NHS=Negligent Health Service

Their Dad's house you say?
Your entire function here is to try to wind people up.

I don't see what you get from that. I mean, it's not like you're hugely successful, either. You're pretty low-effort, not funny, quite boring, and you also just troll in every thread.

Get a hobby? You might think my life sucks but any existence where you spend so much time trying to wind people up on the internet, well, it can't be that fulfilling, can it.
 
I don’t think the NHS is fit for service and it needs to be radically changed. No government can do this though as we hero worship the NHS , it can do no wrong.

The Government is always changing the NHS, it is one of the main problems in the NHS that it is constantly used as a political football ewith shifting goalposts/privatisation/forced competitive markets.

What radical change do you envisage?
 
I don’t think the NHS is fit for service and it needs to be radically changed.
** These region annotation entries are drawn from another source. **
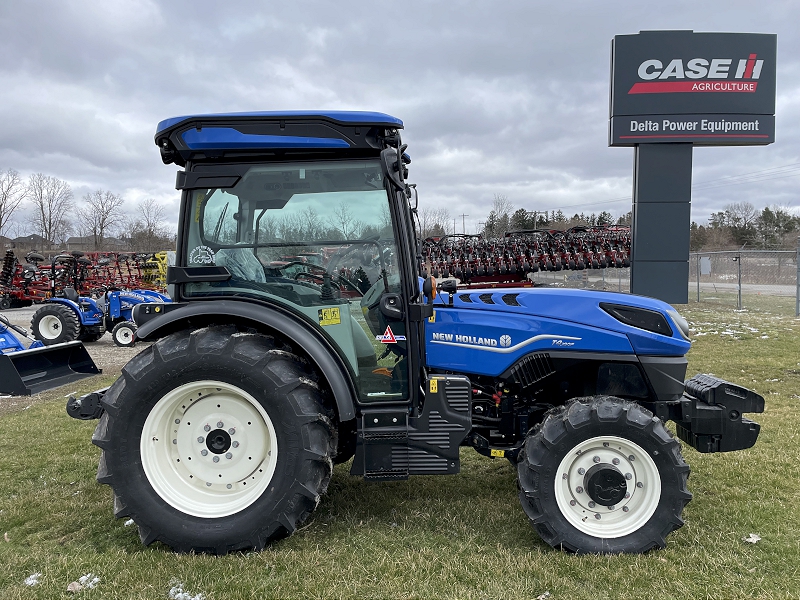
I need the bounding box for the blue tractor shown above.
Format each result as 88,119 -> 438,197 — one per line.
69,112 -> 764,554
31,286 -> 170,346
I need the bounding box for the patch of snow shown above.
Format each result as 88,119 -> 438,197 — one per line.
78,573 -> 100,589
169,580 -> 204,600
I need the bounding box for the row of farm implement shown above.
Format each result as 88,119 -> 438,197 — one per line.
0,250 -> 167,309
423,225 -> 631,286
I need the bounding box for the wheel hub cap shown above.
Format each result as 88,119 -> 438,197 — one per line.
583,464 -> 628,506
206,429 -> 231,454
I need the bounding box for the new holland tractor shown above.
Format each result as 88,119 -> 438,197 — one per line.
70,112 -> 764,554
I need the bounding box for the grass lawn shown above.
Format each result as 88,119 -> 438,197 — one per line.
0,303 -> 800,600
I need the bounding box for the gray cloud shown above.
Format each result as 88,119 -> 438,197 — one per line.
0,0 -> 800,234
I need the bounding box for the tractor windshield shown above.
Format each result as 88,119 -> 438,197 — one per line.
183,160 -> 408,401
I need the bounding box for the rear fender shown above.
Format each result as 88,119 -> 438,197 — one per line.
133,300 -> 356,421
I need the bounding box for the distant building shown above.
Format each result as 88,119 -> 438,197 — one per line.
11,233 -> 53,253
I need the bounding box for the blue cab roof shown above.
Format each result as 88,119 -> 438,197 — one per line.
156,110 -> 403,136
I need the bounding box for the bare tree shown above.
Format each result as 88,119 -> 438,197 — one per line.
0,169 -> 25,235
124,198 -> 175,252
76,190 -> 124,250
25,173 -> 73,250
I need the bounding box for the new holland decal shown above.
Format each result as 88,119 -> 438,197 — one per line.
431,333 -> 581,354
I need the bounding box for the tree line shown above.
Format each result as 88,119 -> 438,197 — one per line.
0,169 -> 175,252
689,202 -> 800,252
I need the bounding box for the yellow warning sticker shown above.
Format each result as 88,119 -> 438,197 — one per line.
194,192 -> 206,223
319,307 -> 342,327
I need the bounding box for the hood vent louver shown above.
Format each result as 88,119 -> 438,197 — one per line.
503,294 -> 522,306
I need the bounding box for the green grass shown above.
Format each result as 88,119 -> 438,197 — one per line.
0,303 -> 800,600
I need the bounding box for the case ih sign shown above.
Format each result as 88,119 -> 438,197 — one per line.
609,31 -> 777,146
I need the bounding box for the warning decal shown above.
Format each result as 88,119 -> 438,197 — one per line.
375,325 -> 406,344
319,307 -> 342,327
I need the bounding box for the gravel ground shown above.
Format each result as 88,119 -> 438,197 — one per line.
0,305 -> 147,413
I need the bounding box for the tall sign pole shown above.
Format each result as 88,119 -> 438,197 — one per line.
609,31 -> 777,304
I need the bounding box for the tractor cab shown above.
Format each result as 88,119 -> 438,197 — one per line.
147,112 -> 428,404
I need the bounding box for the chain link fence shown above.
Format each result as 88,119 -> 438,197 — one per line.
530,239 -> 800,316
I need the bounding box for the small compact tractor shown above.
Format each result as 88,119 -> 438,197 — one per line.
69,112 -> 764,554
0,315 -> 101,396
31,286 -> 170,346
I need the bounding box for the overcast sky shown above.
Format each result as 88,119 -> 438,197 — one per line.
0,0 -> 800,237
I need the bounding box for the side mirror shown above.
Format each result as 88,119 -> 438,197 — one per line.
422,275 -> 436,304
439,279 -> 458,294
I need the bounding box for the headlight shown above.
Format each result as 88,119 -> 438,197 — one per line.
667,310 -> 690,342
600,302 -> 677,337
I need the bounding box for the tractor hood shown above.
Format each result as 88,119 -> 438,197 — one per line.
427,288 -> 691,366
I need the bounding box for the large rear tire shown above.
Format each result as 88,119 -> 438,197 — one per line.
517,396 -> 692,554
92,327 -> 336,554
31,304 -> 81,346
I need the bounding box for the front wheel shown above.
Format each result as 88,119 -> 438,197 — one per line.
111,321 -> 136,348
92,327 -> 336,554
517,396 -> 692,554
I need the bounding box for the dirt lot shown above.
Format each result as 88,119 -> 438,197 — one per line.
0,305 -> 146,414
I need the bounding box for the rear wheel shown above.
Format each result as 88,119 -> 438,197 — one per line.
517,396 -> 692,554
111,321 -> 136,348
92,327 -> 336,554
31,304 -> 81,346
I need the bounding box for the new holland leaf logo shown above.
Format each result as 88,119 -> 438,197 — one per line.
375,325 -> 406,344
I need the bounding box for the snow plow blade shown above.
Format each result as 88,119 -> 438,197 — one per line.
0,342 -> 102,396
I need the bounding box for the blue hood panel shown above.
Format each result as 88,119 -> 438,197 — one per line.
425,288 -> 690,376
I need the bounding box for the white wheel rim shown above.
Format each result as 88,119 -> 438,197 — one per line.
116,327 -> 133,346
139,381 -> 278,518
555,436 -> 661,538
39,315 -> 64,340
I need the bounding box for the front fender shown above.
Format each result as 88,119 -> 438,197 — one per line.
133,300 -> 356,421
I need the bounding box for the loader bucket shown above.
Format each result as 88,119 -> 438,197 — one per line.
0,342 -> 102,396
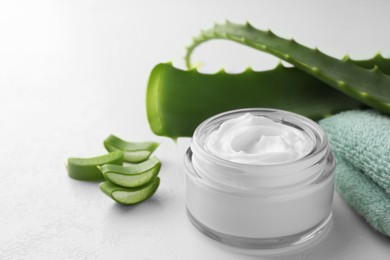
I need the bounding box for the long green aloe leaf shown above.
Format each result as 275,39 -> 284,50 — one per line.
103,135 -> 159,163
186,22 -> 390,114
146,61 -> 362,138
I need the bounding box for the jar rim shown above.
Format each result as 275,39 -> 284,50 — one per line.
191,108 -> 330,170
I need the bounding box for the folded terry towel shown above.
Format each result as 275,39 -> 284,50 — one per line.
320,110 -> 390,236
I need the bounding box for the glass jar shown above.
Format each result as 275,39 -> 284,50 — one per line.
184,109 -> 335,252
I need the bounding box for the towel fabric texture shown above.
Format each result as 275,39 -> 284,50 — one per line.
320,110 -> 390,236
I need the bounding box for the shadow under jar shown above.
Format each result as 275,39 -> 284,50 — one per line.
184,108 -> 335,250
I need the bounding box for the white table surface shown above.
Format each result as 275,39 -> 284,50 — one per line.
0,0 -> 390,259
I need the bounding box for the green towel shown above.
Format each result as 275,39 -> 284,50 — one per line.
320,110 -> 390,236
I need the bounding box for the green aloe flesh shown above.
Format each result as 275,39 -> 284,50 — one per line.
186,22 -> 390,114
100,177 -> 160,205
146,61 -> 362,138
98,157 -> 161,188
67,151 -> 123,181
104,135 -> 158,163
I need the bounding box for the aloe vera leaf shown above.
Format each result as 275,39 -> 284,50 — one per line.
67,151 -> 123,181
186,22 -> 390,113
146,63 -> 361,138
99,177 -> 160,205
104,135 -> 158,163
98,157 -> 161,188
No government can do this though as we hero worship the NHS , it can do no wrong.

I'm not sure that is true. It clearly has problems and like any large organisation it will have some bad apples. I think people hero worship the idea of the NHS. It clearly needs to be improved. Personally I've ended up in A&E on 4 occasions with potentially life threatening injuries and my care has been incredible. I'm grateful we have this service but would love to see it improved.
 
Your entire function here is to try to wind people up.

I don't see what you get from that. I mean, it's not like you're hugely successful, either. You're pretty low-effort, not funny, quite boring, and you also just troll in every thread.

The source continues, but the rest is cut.